Pilkington, who has advised businesses involved in a number of Commerce Commission investigations and market studies, says New Zealand’s new criminal cartel prohibition isn’t appropriately scoped to focus on deliberately illegal or dishonest cartel conduct.
He says it is a “highly technical legal prohibition”, and it’s possible for well-meaning businesses to face the prospect of a criminal investigation or prosecution without them having had any deliberate or dishonest motivation.
“While the Commerce Commission says it will use its enforcement discretion to decide which cases it will pursue criminally, it would give far greater certainty for the business community for the dividing line between a criminal and civil breach to be set out in the statute – with the criminal offence focusing on deliberately covert or dishonest behaviour – rather than the dividing line being reliant on the regulator's discretion, which is applied after the fact and can change over time.”
Pilkington says the new regime has instead chilled the decision making of businesses considering joint ventures or other initiatives with competitors, “for fear of foot-faulting on a criminal prohibition”.
He says responsible businesses were already focused on ensuring compliance with the cartel prohibitions prior to the introduction of criminal sanctions.
'The bell sounded and nobody showed up for the race'
Academic Geoff Bertram takes a different, albeit still pessimistic, view.
Bertram has been studying competition in New Zealand for many years and says there are clear-cut, obvious cartels operating including the supermarkets and oil companies.
He says if there were “serious cases in the wings” the Commerce Commission would have been primed and ready to file cases when the changes came into force in April 2021.
“The bell sounded and nobody showed up for the race … They spend their lives chasing small fry who can't fight back then studiously avoid going after the real big fish.”
The legislative change that has captured his interest is yet to be added to the competition rule book. An “effects test” will come into force in April 2023 in section 36 of the Commerce Act and some are picking this might be a legislative tweak with teeth.
An Auckland District Law Society article by barrister Gary Hughes on the effects test says the previous legislation focused on only the purpose of a large firm’s action, and not its effects. Under the new test, firms with substantial market power will be prohibited from engaging in conduct that has, or is likely to have, the effect of substantially lessening competition in a market.
Hughes says this “important and controversial amendment” could infuse new breath into the law on conduct by large firms that may have a damaging effect on market competition.
But Bertram isn’t holding his breath.

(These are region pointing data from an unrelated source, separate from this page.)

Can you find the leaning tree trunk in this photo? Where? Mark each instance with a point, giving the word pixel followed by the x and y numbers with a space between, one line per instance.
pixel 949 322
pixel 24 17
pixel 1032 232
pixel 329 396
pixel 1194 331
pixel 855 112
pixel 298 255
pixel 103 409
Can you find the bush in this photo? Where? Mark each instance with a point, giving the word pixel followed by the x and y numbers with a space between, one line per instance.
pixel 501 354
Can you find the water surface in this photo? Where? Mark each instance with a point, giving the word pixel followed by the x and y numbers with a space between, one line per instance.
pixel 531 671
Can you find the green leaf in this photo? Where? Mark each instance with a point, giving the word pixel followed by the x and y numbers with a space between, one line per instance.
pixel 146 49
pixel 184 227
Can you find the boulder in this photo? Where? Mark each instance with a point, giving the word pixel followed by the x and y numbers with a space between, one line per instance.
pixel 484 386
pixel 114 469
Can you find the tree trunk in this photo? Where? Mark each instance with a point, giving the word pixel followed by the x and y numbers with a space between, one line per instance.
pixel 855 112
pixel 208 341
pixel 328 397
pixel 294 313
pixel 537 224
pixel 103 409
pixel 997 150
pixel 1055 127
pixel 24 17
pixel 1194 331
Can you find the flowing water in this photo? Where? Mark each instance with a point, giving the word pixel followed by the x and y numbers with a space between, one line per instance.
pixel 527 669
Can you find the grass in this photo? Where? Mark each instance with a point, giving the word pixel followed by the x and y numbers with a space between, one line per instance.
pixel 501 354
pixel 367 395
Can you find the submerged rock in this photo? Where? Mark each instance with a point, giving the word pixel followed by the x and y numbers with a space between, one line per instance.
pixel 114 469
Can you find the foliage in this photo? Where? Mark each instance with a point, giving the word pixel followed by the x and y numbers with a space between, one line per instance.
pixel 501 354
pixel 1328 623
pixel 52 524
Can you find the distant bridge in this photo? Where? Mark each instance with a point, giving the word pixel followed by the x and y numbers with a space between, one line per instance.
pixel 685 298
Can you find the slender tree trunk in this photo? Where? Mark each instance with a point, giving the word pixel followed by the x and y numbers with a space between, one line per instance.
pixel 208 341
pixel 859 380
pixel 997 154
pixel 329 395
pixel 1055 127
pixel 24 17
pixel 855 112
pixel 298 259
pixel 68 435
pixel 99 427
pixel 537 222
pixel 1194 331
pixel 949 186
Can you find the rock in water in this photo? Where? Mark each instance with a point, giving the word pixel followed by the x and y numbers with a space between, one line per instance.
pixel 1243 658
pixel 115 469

He says the history of competition law in New Zealand is “fine sounding phrases” thrown around by regulators, but they often lack capability and the New Zealand courts “are profoundly reluctant to to really take an activist stance on competition matters”.
The effects test is 30 years too late, he says.
“The thing to watch for is whether the next day [after it becomes law] somebody files a case. Because if anybody seriously thinks that the introduction of the effects test is the critical change to the act, then they will be preparing their case and be ready to roll."